This study combined NIR spectra with convolutional neural networks and presents a bilinear attentional convolutional neural network model (BACNN) based on multi-scale feature fusion to classify the NIR spectra of poplar wood (PW), tung wood (TW), balsa wood (BW), PVA modified poplar wood (PVAW), nano-silica-sol modified poplar wood (SW) and PVA-nano silica sol modified poplar wood (PSW). BACNN mitigates the effect of noise by adding convolutional kernels as 1 × 7 convolutional blocks (Zhang et al. 2017), after which the features of the spectrum are extracted from different scales using two branches, while adding SE modules (Hu et al. 2018b) to the two branches to obtain better quality features and finally using fully connected layers for classification. The main innovations of this paper are:

(1)
Modification experiments were conducted on poplar wood to obtain the experimental samples, the near-infrared spectra of the samples were collected, and were data enhanced to obtain the data set. The data set contains NIR spectra of different species and NIR spectra of modified woods of the same species obtained by different methods.
(2)
A novel neural network model BACNN is proposed for the data set of this study. BACNN adds a 1 × 7 block to suppress noise in the spectrum, uses a multi-scale fusion mechanism to extract features from two scales, and adds an SE model in each branch to obtain accurate features. Finally, the superiority of the BACNN model was demonstrated by comparison tests and ablation experiments.

Materials and methods

Specimen preparation

In this experiment, PW, TW, BW, PVAW, SW and PSW were experimental samples. The materials used were free of cracks, knots, discoloration, or other defects to minimize the disturbance of environmental variables.

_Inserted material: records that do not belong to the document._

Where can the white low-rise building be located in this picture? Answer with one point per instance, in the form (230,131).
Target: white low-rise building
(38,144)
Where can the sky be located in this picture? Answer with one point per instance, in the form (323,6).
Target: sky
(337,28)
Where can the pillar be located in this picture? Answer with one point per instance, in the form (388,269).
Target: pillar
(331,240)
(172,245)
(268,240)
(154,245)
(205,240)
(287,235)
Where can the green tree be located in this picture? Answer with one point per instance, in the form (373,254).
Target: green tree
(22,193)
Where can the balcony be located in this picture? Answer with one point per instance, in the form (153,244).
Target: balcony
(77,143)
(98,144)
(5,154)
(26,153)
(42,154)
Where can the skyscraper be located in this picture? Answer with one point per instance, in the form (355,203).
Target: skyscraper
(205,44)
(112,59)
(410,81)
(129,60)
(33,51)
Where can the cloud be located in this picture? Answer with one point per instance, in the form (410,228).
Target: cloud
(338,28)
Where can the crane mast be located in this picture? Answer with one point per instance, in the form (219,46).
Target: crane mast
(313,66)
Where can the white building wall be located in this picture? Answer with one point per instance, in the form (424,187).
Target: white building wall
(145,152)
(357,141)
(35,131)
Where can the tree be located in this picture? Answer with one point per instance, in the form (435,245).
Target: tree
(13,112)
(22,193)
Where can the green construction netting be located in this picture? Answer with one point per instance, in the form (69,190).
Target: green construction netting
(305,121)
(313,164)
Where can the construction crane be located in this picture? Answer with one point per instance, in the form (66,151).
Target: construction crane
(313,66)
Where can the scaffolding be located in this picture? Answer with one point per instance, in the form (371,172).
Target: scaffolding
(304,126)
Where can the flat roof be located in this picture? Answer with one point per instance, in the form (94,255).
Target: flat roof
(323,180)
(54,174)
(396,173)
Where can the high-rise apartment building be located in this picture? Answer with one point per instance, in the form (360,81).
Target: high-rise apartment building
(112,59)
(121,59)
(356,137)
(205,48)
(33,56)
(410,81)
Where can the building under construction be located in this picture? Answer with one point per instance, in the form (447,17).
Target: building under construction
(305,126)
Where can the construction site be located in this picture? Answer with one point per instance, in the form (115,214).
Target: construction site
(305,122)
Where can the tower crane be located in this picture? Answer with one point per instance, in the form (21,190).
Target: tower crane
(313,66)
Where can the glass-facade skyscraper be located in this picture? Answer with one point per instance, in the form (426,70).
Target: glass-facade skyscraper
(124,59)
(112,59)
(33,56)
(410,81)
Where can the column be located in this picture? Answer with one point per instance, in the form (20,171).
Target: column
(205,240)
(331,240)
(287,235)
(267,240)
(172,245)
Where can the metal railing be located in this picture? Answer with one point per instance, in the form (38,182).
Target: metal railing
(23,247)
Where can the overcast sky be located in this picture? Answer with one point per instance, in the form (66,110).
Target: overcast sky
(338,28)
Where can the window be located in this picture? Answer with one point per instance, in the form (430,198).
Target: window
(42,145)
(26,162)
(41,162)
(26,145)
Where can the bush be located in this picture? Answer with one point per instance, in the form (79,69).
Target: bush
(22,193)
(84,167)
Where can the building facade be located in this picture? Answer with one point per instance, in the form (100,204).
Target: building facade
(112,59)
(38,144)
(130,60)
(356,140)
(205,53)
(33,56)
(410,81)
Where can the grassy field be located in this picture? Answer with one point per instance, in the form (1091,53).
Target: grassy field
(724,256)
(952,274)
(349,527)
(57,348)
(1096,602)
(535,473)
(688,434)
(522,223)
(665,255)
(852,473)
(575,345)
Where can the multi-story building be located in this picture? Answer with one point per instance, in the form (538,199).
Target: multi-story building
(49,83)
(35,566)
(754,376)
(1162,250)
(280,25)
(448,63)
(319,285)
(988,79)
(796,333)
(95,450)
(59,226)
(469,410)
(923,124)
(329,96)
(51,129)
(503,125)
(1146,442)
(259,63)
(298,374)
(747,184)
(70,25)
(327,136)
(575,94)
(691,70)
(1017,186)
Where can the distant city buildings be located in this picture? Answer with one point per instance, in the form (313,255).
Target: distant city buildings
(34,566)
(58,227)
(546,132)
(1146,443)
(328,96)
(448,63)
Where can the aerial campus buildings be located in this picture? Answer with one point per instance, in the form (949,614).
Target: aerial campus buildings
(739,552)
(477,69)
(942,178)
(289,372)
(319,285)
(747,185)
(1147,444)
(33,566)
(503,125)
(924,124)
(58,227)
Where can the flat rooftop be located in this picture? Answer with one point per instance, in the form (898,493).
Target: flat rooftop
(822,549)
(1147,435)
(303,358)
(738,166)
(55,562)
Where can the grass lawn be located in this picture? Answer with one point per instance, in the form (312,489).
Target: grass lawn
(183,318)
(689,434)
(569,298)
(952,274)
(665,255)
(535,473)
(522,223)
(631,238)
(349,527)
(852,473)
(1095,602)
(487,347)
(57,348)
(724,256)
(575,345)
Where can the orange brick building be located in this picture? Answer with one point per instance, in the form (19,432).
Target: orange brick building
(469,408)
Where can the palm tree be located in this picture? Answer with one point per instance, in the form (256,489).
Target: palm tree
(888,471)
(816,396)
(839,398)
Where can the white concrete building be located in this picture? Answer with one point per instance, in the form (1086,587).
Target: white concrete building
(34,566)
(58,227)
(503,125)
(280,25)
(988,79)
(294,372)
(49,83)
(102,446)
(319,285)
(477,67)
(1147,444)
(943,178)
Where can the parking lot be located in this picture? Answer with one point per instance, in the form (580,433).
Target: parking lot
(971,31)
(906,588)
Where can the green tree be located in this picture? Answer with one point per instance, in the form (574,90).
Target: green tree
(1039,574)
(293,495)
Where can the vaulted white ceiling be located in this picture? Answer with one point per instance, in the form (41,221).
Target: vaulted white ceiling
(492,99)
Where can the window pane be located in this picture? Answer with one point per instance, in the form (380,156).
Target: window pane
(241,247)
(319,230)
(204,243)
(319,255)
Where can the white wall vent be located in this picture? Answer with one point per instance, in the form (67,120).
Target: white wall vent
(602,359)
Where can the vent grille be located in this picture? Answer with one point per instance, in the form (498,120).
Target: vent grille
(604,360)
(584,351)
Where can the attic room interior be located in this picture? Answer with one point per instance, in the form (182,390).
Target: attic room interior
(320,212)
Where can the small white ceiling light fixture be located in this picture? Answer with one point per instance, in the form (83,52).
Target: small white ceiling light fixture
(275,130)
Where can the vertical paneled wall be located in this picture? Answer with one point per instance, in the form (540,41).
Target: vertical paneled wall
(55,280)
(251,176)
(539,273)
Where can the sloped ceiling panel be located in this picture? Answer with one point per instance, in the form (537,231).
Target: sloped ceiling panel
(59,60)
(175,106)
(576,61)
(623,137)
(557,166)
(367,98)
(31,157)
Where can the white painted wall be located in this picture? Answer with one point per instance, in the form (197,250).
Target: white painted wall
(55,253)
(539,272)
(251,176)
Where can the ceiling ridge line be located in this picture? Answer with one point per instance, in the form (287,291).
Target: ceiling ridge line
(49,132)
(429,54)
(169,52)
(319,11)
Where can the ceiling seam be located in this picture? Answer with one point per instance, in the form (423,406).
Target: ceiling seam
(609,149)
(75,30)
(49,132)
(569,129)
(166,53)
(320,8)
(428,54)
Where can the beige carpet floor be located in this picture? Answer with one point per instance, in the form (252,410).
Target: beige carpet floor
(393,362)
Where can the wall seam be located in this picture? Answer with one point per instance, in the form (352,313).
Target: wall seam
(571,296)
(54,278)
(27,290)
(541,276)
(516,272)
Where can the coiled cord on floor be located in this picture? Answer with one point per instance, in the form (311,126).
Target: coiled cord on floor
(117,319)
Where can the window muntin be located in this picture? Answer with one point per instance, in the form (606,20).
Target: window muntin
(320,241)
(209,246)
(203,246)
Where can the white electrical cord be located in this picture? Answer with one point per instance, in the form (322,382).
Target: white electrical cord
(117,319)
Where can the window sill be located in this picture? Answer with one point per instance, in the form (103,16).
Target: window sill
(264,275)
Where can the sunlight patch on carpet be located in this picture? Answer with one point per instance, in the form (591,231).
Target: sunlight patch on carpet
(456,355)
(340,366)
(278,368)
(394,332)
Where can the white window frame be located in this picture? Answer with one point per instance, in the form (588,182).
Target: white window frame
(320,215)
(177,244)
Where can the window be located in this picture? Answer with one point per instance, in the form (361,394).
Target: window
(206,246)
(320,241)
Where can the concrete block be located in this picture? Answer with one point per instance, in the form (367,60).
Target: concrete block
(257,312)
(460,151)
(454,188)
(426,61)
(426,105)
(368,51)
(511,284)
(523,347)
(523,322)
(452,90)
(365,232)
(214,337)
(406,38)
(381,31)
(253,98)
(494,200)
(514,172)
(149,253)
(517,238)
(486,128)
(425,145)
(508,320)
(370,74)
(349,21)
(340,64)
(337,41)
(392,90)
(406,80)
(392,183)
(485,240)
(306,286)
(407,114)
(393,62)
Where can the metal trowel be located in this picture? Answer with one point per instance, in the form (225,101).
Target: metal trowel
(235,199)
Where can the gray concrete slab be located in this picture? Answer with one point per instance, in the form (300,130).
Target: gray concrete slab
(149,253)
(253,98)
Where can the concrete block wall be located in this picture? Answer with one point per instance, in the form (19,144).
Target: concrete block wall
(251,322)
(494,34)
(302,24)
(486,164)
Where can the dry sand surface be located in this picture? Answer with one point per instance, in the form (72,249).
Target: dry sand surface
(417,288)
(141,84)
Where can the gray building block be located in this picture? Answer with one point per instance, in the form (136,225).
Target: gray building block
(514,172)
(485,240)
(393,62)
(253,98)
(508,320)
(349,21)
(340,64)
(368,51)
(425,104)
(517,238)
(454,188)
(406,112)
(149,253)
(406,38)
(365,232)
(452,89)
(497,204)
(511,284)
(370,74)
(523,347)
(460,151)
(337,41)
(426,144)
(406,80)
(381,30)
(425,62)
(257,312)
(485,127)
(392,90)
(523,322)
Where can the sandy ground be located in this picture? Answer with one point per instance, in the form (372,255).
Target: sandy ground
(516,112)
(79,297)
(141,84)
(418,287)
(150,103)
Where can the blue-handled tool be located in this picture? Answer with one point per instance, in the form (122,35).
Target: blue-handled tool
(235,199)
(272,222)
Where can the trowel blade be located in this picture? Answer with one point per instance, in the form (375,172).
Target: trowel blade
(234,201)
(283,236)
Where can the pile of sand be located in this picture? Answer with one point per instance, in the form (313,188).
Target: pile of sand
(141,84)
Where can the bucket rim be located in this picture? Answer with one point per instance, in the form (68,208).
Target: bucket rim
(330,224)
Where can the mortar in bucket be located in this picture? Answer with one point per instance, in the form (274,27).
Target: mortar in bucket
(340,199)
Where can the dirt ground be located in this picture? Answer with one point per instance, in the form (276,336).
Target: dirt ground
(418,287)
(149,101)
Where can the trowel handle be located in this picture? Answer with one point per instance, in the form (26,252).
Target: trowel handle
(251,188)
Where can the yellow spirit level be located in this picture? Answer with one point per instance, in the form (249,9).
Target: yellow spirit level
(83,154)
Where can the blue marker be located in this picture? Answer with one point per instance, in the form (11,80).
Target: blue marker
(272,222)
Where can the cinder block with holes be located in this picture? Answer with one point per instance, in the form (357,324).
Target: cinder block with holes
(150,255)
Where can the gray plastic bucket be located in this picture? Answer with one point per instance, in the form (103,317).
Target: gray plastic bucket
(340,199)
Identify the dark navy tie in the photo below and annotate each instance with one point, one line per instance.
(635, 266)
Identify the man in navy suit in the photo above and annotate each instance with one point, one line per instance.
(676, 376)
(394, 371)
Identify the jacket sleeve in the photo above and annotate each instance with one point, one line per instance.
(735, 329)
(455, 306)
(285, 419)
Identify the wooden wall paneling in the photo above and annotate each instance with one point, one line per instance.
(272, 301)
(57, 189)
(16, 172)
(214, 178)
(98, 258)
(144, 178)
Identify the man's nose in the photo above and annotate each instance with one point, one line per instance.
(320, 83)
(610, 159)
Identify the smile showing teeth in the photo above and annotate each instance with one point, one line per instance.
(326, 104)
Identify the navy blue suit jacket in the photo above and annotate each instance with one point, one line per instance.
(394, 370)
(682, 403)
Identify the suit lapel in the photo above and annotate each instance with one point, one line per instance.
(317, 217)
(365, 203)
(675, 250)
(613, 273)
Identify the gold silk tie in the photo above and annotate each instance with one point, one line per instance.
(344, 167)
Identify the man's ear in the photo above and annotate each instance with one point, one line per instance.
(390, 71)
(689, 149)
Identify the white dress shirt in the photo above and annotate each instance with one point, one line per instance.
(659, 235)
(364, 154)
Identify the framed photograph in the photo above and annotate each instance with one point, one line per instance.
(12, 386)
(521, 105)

The logs were placed at an ambient temperature of 20 °C and a relative humidity of 65% to reach a state of moisture absorption equilibrium before making the modified woods. Anhydrous ethanol (> 99%), deionized water, sodium sulphite (> 96%), sodium hydroxide (> 96%), polyvinyl alcohol (PVA) and silica nanosol solutions used in the experiments were purchased from the University laboratory. All raw materials were used without further treatment.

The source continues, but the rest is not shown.